Renewables are expanding, but their role differs widely across countries and technologies. Modern bioenergy, hydropower and geothermal still account for most renewable energy supply, while solar PV and wind have grown rapidly from a low base. Hydropower already supplies a significant share of electricity generation in several countries, reaching as high as 75% in Lao PDR, where it underpins an export-oriented power sector. Solar and wind have gained ground, particularly in Viet Nam, and deployment is broadening across the region.
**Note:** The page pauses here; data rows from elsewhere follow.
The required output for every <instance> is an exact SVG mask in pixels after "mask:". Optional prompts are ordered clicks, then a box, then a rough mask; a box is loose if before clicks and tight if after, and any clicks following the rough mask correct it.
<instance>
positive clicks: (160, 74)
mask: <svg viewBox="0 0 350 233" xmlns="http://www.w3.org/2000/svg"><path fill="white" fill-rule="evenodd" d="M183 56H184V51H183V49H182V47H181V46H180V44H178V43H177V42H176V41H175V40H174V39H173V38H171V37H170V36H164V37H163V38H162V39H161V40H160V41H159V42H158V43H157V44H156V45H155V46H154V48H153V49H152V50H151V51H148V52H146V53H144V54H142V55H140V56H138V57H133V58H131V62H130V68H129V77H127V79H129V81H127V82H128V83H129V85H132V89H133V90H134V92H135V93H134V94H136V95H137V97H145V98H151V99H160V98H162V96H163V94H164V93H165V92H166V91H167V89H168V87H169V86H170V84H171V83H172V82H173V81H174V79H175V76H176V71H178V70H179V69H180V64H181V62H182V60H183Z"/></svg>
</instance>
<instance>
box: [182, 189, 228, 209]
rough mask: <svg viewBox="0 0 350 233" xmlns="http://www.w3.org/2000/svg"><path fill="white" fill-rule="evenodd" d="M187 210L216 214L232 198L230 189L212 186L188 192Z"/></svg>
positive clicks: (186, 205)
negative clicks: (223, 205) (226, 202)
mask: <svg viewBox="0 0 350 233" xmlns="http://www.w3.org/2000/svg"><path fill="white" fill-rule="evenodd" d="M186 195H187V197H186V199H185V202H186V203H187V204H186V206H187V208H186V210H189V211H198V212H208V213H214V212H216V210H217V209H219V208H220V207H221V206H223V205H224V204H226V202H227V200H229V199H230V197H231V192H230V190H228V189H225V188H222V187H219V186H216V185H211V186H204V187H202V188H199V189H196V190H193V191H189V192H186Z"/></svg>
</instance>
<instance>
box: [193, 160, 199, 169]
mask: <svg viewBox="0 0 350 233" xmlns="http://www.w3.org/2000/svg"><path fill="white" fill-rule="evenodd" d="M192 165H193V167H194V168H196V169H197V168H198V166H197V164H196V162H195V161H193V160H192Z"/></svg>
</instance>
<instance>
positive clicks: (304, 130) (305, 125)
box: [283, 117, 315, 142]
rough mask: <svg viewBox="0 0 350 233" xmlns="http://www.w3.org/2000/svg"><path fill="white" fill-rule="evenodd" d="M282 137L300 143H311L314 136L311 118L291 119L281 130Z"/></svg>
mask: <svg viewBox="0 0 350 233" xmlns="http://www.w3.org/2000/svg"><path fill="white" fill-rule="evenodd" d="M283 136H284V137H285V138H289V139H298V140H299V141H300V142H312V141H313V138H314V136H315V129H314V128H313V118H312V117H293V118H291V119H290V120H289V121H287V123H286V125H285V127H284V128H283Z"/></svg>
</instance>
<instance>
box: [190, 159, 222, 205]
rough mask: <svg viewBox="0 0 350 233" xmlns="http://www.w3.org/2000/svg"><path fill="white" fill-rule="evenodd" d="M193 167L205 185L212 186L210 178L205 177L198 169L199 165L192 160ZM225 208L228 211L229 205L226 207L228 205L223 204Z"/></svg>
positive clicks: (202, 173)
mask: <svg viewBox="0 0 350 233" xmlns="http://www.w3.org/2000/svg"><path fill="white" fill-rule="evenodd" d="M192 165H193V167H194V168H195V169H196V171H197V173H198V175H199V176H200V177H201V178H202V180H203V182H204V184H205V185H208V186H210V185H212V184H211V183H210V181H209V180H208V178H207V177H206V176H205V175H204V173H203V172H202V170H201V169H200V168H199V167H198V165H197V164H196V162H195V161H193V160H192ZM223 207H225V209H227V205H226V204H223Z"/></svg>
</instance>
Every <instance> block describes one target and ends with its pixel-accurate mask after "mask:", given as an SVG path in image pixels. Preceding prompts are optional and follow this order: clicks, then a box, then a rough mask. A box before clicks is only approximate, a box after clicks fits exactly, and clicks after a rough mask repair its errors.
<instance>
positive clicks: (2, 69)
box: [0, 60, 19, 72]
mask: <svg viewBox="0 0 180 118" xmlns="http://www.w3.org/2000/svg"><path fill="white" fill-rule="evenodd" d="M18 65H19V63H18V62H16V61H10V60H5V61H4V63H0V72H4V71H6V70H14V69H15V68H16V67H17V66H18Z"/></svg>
Even so, their combined share of regional electricity generation remains modest, pointing to the importance of grids, storage, permitting and power market reforms if the region is to integrate larger volumes of variable renewables.

Energy investment is rising quickly, but it remains below the scale implied by the region’s energy needs. Since the 2024 Outlook, annual energy investment has risen by 30% to over USD 100 billion in 2025. This is one of the fastest growth rates globally, supported by higher spending on renewables, grids, storage, efficiency and electrification. However, Southeast Asia still accounts for only around 3% of global energy investment, well below its shares of global energy demand at 5% and population at 9%. Fossil fuels account for just over half of total energy investment, with natural gas representing a quarter of it, while grid investment has not kept pace with generation needs despite growing recognition of its importance.

Policy momentum is strengthening, but implementation gaps remain large. Eight out of the eleven ASEAN countries have announced net zero emissions targets and as of April 2026, six countries had submitted new Nationally Determined Contributions. These pledges imply faster emissions mitigation than previous commitments, but they remain misaligned with long-term net zero goals. Countries are increasingly focusing on diversification, electrification, renewable auctions, carbon pricing, biofuel mandates and electric vehicle incentives.